Lord Erymanth had told me that his sister would soon be at home, and in September I was surprised by a call from Dermot. "Yes, I'm at Arked," he said, "Killy Marey is full of Dublin workmen. My uncle has undertaken to make it habitable for me, like an old brick, and, in the meantime, there's not a room fit to smoke or sleep in, so I'm come home like a dutiful son."

"Then your mother is come?"

"Oh yes; she is come for six weeks, and then she and the St. Glears are to join company and winter at Rome."

"At Rome?"

"Prevention, you see," said Dermot, with a twinkle in his eye, as if he were not very uneasy. "The question is whether it is in time. She will have Piggy's attentions at Christmas. He is to come out for the vacation."

Then he further told me that his mother had brought home with her a Mrs. Sandford with a daughter, heiress to L60,000, and to a newly-bought estate in Surrey, and newly-built house "of the most desirable description," he added, shrugging his shoulders.

"And what sort of a young lady is she?"

"Oh, very desirable, too, I suppose."

"But what is she like?"

"Like? Oh, like other people," and he whistled a little, seeming relieved when "Count Stanislas" came in, and soon after going to hunt up Harry at the Hydriot works.

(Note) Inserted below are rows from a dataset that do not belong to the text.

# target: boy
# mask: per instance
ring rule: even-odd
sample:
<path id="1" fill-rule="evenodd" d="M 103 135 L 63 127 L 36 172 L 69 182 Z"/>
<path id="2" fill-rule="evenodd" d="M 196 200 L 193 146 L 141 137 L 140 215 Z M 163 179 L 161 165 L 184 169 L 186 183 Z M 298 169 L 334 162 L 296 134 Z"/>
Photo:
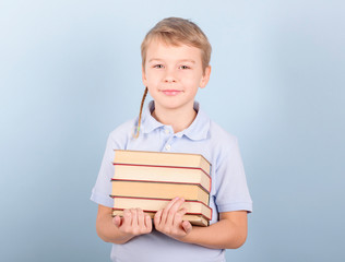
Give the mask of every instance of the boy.
<path id="1" fill-rule="evenodd" d="M 142 79 L 146 86 L 140 117 L 109 135 L 92 200 L 98 203 L 98 236 L 112 246 L 114 261 L 225 261 L 224 249 L 247 237 L 251 199 L 235 136 L 214 123 L 194 102 L 205 87 L 211 45 L 192 22 L 170 17 L 152 28 L 142 44 Z M 142 117 L 145 96 L 154 98 Z M 132 135 L 136 127 L 136 135 Z M 209 227 L 182 221 L 183 199 L 176 198 L 152 219 L 140 209 L 111 217 L 109 198 L 114 150 L 195 153 L 212 163 Z"/>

It made me uncomfortable; it was so evidently another attempt on his mother's part to secure a rich home for him in England, and his tone did not at all reassure me that, with his easy temper, he would not drift into the arrangement without his heart in it. "Why should I be so vexed about it? It might be very good for him," said I to myself.

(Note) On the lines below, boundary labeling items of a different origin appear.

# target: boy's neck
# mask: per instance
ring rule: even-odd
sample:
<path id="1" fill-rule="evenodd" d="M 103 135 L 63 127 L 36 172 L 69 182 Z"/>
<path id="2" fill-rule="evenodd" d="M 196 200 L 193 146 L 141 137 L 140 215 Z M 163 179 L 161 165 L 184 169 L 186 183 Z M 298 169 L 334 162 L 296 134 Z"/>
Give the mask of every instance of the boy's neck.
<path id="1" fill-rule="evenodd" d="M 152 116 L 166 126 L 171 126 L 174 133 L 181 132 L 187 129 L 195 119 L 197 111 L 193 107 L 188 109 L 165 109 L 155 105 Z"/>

No, his heart was not in it, for he came back with Harold, and lingered over our fire beyond all reasonable time, talking amusing random stuff, till he had left himself only ten minutes to ride home in to dinner.

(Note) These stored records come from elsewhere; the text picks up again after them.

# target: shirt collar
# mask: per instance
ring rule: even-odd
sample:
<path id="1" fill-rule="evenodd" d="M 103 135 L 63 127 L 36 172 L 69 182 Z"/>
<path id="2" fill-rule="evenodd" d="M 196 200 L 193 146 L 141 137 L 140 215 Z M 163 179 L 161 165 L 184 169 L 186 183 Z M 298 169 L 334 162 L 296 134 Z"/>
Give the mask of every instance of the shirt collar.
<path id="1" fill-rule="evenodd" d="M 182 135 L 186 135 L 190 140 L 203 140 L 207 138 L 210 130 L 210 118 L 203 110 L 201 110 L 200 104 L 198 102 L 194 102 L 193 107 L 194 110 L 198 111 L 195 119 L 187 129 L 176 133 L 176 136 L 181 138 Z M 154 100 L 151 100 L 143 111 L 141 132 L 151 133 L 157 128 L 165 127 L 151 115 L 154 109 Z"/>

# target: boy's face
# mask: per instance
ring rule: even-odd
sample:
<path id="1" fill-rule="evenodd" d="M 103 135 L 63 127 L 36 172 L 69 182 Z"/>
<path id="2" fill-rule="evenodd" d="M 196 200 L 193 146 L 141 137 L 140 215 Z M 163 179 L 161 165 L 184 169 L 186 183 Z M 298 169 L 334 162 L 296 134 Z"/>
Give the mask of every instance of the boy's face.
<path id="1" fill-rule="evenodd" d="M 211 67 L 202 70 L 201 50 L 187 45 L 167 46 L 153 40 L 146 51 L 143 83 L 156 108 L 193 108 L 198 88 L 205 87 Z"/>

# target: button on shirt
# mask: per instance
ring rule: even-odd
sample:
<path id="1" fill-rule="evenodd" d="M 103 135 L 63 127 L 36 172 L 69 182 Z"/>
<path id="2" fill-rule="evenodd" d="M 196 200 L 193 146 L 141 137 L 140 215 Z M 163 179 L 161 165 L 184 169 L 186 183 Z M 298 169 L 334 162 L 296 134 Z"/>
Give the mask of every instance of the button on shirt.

The next day Harold and I rode over to Arked together. Dermot was the first person we saw, disporting himself with a pug-dog at the door. "The fates have sped you well," said he, as he helped me down from my pony. "My mother has taken Mrs. Sandford in state to call on Mrs. Vernon, having arranged that Viola and I should conduct the sixty-thousand pounder to admire the tints in the beech woods. The young ladies are putting on their hats. Will it be too far for you, Lucy, to go with us?"

Wherewith he fraternally shouted for "Vi," who appeared all in a rosy glow, and took me upstairs to equip me for walking, extracting from me in the meantime the main features of the story of the bloodhound, and trembling while she gave exulting little nods.

Then she called for Nina (were they so intimate already?) and found that young lady in a point device walking dress, nursing the pug and talking to Dermot, and so we set forth for the beech-woods, very soon breaking our five into three and two. Certainly Lady Diana ought to have viewed Dermot's attentions to the sixty-thousand pounder as exemplary, for he engrossed her and me so entirely with the description of Harold's victory over a buck-jumper at Boola Boola, that it was full a quarter of an hour before she looked round to exclaim, "What is become of Viola?" And then we would not let her wait, and in truth we never came again upon Viola and Harold till we overtook them at the foot of the last hill, and they never could satisfy Miss Sandford where they had been, nor what they had seen, nor how they had missed us; and Dermot invented for the nonce a legend about a fairy in the hill, who made people gyrate round it in utter oblivion of all things; thus successfully diverting the attention of Miss Sandford, who took it all seriously. Yes, she certainly was a stupid girl.

Every moment that lengthened the veritable enchantment of that autumn afternoon was precious beyond what we knew, and we kept Miss Sandford prowling about the garden on all sorts of pretexts, till the poor girl was tired out, as well she might be, for we had kept her on her feet for three hours and a half, and she made her escape at last to join Viola.

I always think of Harold and Viola, as I saw them at that moment, on the top of the western slope of the lawn, so that there was a great ruddy gold sky behind them, against which their silhouettes stood out in a sort of rich dark purple shade.

"Oh, they are looking at such a sunset!" cried Miss Sandford, climbing up the hill.